Monoamine Oxidase A and Catechol-O-Methyltransferase Functional Polymorphisms and the Placebo Response in Major Depressive Disorder: “The placebo response shows pronounced interindividual variability. Placebos are postulated to act through central reward pathways that are modulated by monoamines. Because monoaminergic signaling is under strong genetic control, we hypothesized that common functional polymorphisms modulating monoaminergic tone would be related to degree of improvement during placebo treatment of subjects with major depressive disorder. We examined polymorphisms in genes encoding the catabolic enzymes catechol-O-methyltransferase and monoamine oxidase A. Subjects with monoamine oxidase A G/T polymorphisms (rs6323) coding for the highest activity form of the enzyme (G or G/G) had a significantly lower magnitude of placebo response than those with other genotypes. Subjects with Val158Met catechol-O-methyltransferase polymorphisms coding for a lower-activity form of the enzyme (2 Met alleles) showed a statistical trend toward a lower magnitude of placebo response. These findings support the hypothesis that genetic polymorphisms modulating monoaminergic tone are related to degree of placebo responsiveness in major depressive disorder.” (Journal of Clinical Psychopharmacology)

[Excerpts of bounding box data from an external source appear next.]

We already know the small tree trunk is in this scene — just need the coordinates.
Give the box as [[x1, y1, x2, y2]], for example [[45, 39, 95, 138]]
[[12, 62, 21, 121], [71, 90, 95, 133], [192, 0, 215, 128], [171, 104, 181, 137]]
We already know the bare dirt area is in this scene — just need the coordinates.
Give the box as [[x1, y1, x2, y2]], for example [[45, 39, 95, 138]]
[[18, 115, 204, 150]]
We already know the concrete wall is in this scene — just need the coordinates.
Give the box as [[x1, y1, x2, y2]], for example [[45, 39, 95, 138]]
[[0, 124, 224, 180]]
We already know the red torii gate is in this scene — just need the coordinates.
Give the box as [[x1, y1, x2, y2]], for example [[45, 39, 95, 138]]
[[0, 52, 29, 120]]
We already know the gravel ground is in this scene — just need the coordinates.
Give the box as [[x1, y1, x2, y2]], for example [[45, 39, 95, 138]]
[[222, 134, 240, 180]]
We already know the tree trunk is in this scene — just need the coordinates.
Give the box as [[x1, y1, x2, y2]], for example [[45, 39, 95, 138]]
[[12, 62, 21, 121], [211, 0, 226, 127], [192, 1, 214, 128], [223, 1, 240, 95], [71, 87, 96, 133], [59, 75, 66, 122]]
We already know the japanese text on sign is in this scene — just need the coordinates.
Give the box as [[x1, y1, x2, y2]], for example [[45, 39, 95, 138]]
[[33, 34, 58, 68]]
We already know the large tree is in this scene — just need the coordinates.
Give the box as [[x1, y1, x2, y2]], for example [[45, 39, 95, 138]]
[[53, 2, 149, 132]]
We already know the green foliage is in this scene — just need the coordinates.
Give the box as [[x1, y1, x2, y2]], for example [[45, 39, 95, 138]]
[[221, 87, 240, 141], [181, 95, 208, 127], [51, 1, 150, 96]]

Some behavioral scientists consider the placebo response to be a nuisance that confounds psychopharmacological research; patients get better even when they do not get the active drug. Some of us, however, feel that the placebo response is a good friend of clinical psychiatry. Some meta-analyses of antidepressant efficacy studies suggest that the medications may not be that effective and that much of the therapeutic response to antidepressants may in fact be ascribable to the placebo response. (The psychiatrist’s role, as a corollary, may be not the art of picking a drug to prescribe but enlisting the individual into a mindset that mobilizes their self-healing capacities.) We already know that depression is related to the reward circuitry in the brain and that genetic susceptibility to depressive disorders relates to polymorphism in the catecholamine system. If the placebo response as well varies with differences in that circuitry, could it be that those patients with lower capacity for the placebo response could also be those patients prone to become depressed int he first place? If we cannot as effectively mobilize their placebo response when they are in the placebo wing of a drug study, perhaps they cannot as effectively bring self-suggestion, affirmation and other coping strategies to bear on the distressing situations in their lives?